IF you read my opinion on XOM, you probably know where I’m going with this…
CVX is trading at $89.90, below it’s consensus price target of $105.83.
Also a Dividend Aristocrat with increases for the past 33 consecutive years, CVX has a high-yield of 5.71%.
Chevron pays out 82.30% of its earnings out as a dividend. It’s dividend has also seen a small increase of 10.96% in the past 3 years.
Between CVX and XOM, CVX probably is the safest investment. On the other side, XOM offers a higher yield and also has a higher dividend growth for the past 3 years. At this time, I don’t think you can go wrong with any of the both.
11. Atmos Energy Corporation – ATO
Atmos Energy Corporation, headquartered in Dallas, Texas, is one of the United States’ largest natural-gas-only distributors.
ATO, share price $97.25, also makes it to this list of undervalued stocks, seeing as analysts predict it’s share price to jump up to $110.21. Atmos energy offers a dividend yield of 2.56% and pays out 52.97% of its earnings out as a dividend.
Atmos Energy cash flow from operating activities for the quarter ending September 30, 2020 was $1.038B, a 7.15% increase year-over-year.
Their dividend-growth is also something to take into account. For the past 3 years, it has seen it’s dividend increase by 25.73%
This is a Stock worth looking into, not only is it’s share price on the rise, it also has decent dividend growth as well as an okay starting yield. A buy for me.
12. General Dynamics Corporation – GD
General Dynamics Corporation is an American aerospace and defense corporation. As of 2019, it was the fifth-largest defense contractor in the United States, and the sixth-largest in the world, by sales.
Trading at $153.00, below it’s consensus price target of $172.38, GD is also an undervalued stock.
The Dividend Aristocrat offers a dividend yield of 2.85% and only pays out 36.73% of its earnings out as a dividend.
General Dynamics cash flow from operating activities for the quarter ending September 30, 2020 was $1.296B, a 120.78% increase year-over-year. Looking into their dividend-growth, 34.34% for the past 3 years represent year-to-year double digits increases.
GD is, in my eyes, one of the best stocks to buy at this moment. Not only is the entry price fair, double digit dividend increases & good initial yield make me love this stock.
13. Realty Income Corporation - O
Realty Income Corporation is a real estate investment trust.
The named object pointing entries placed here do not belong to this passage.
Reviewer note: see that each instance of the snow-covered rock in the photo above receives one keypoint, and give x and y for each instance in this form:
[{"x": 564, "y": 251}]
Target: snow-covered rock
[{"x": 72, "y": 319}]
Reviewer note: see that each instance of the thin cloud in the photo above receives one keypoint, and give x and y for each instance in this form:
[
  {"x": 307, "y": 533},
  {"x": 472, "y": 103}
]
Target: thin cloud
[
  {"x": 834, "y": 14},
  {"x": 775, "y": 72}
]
The company is one of a few real estate investment trusts that pays dividends monthly, rather than quarterly and has registered a trademark for the phrase ‘The Monthly Dividend Company’.
Currently trading at $61.03, a consensus price target of 67.77 represent a potential upside of over 10%.
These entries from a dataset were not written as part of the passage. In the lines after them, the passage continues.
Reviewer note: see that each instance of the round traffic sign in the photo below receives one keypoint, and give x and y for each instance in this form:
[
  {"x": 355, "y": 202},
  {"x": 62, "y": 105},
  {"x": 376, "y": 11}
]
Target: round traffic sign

This new-to-the-group Aristocrat is known for paying monthly dividends. It offers an initial dividend yield of 4.63% and has seen an increase of 13.07% in the past 3 years.
Realty Income is a company that I personally love. Not only does it have a high-yield of 4.5%+, the share price has been growing steadily and the company’s dividend policy is outstanding.
In my eyes, realty income is a must have in every portfolio.